In almost all chemical reactions which take place, either of their own accord or on rise of temperature, heat is spontaneously evolved. When that is the case the reaction is termed " exothermic ; " but " endothermic " reactions are also known, in which he-L is absorbed. Such reactions, however, do not take place spontaneously at ordinary temperatures. All the phenomena of combustion are exothermic reactions. We are familiar with many examples of this, as when coal burns, when hydrogen and oxygen explode, when gunpowder is fired—all these are examples of exothermic reactions. The interaction of any two or more elements which spontaneously unite to form a compound is of the same nature as combustion.

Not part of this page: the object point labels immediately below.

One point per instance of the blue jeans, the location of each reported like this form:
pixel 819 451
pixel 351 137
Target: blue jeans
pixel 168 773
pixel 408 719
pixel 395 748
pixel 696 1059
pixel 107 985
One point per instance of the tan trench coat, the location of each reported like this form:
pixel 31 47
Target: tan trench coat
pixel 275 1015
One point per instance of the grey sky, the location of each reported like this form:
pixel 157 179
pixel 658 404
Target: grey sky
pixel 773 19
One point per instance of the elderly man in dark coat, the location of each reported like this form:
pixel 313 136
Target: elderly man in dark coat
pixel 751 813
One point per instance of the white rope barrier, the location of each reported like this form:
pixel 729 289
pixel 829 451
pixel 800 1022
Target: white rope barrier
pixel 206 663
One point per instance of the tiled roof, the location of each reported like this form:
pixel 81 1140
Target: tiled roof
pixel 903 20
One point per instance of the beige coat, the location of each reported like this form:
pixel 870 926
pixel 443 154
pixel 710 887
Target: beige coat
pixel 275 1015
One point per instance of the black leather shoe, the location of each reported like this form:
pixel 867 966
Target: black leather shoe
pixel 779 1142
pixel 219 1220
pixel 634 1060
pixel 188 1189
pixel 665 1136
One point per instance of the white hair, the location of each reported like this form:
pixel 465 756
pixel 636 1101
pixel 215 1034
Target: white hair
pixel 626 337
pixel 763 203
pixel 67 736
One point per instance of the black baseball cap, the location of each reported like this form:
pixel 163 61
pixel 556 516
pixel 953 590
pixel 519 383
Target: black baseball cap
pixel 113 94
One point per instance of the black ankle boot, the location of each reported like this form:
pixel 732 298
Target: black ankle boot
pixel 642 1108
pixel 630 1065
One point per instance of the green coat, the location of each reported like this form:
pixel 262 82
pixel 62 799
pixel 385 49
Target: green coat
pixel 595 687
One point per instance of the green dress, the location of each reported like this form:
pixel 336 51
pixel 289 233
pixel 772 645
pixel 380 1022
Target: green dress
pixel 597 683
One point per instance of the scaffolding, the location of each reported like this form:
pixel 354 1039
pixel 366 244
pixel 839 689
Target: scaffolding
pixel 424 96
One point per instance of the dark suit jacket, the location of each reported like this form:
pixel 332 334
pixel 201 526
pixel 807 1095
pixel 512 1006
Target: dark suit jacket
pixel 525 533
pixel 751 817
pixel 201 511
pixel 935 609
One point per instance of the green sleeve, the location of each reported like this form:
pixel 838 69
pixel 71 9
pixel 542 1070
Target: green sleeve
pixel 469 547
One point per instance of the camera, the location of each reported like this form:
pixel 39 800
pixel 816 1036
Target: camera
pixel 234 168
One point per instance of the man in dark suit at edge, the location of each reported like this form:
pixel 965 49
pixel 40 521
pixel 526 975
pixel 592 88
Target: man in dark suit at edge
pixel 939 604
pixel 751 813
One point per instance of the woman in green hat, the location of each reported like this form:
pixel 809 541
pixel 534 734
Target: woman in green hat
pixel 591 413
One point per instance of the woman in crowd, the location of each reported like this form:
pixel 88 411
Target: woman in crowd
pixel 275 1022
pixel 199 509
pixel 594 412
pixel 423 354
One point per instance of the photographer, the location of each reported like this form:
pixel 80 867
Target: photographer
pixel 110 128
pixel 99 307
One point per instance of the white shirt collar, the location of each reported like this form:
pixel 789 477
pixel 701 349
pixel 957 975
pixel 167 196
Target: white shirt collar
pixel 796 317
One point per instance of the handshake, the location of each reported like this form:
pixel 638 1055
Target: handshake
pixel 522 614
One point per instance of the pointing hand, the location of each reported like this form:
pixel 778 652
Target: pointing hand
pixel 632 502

Endothermic reactions—those in which heat is absorbed —are usually only possible at ordinary temperatures when an exothermic reaction proceeds at the same time. But one point must be noticed here; it is necessary that both the exothermic and the endothermic reaction should be part of the same chemical process. For example, the formation of chloride of nitrogen by the action of chlorine upon a concentrated solution of ammonia is an exothermic reaction. Chloride of nitrogen is a fearfully explosive body, detonating with the least shock into its elements, chlorine and nitrogen ; but while it is being formed there is formed at the same time ammonium chloride, a substance which is produced with great evolution of heat. These two reactions are part of the same chemical process, and they are expressed by the equation 4NH3+3Cl2 = NCl3+3NH4Cl. It is essential that both ammonium chloride and the chloride of nitrogen should be produced by the same chemical reaction. The combination of nitrogen and chlorine would not take place were any other exothermic reaction unconnected with the formation of nitrogen chloride to be going on in the same vessel. The elements nitrogen and chlorine do not form nitrogen-chloride when mixed, even under the influence of a high temperature, nor would they if another exothermic reaction were proceeding simultaneously in contact with the nitrogen and the chlorine. Moreover, in order that an endothermic compound may be formed, it is not sufficient that an exothermic reaction take place simultaneously; the heat evolved during the exothermic reaction must usually exceed that absorbed by the formation of the endothermic compound. •

Endothermic compounds readily decompose, often with explosion; when they do so heat is evolved ; the compound loses energy. This implies that the elements in the free state or any other products of the decomposition of the endothermic compound contain less energy than the compound before decomposition. On the other hand, in order to decompose exothermic compounds, heat must be imparted to them. The example given on p. 31 of ammonium chloride is a case in point. It will be remembered that in order to decompose ammonium chloride into ammonia and hydrogen chloride the temperature must be raised, and heat is absorbed by the chloride ; hence its products ammonia and hydrogen chloride in the uncombined state contain more energy than their compound, ammonium chloride. Other substances similar to ammonium chloride are known which dissociate more gradually than that compound, and the characteristic of all such dissociating bodies is this—that the higher the temperature the less stable they are. Even water when raised to a temperature approaching 20000 C. dissociates partially into hydrogen and oxygen. Indeed, the rule for all exothermic compounds is that they become less and less stable the higher the temperature.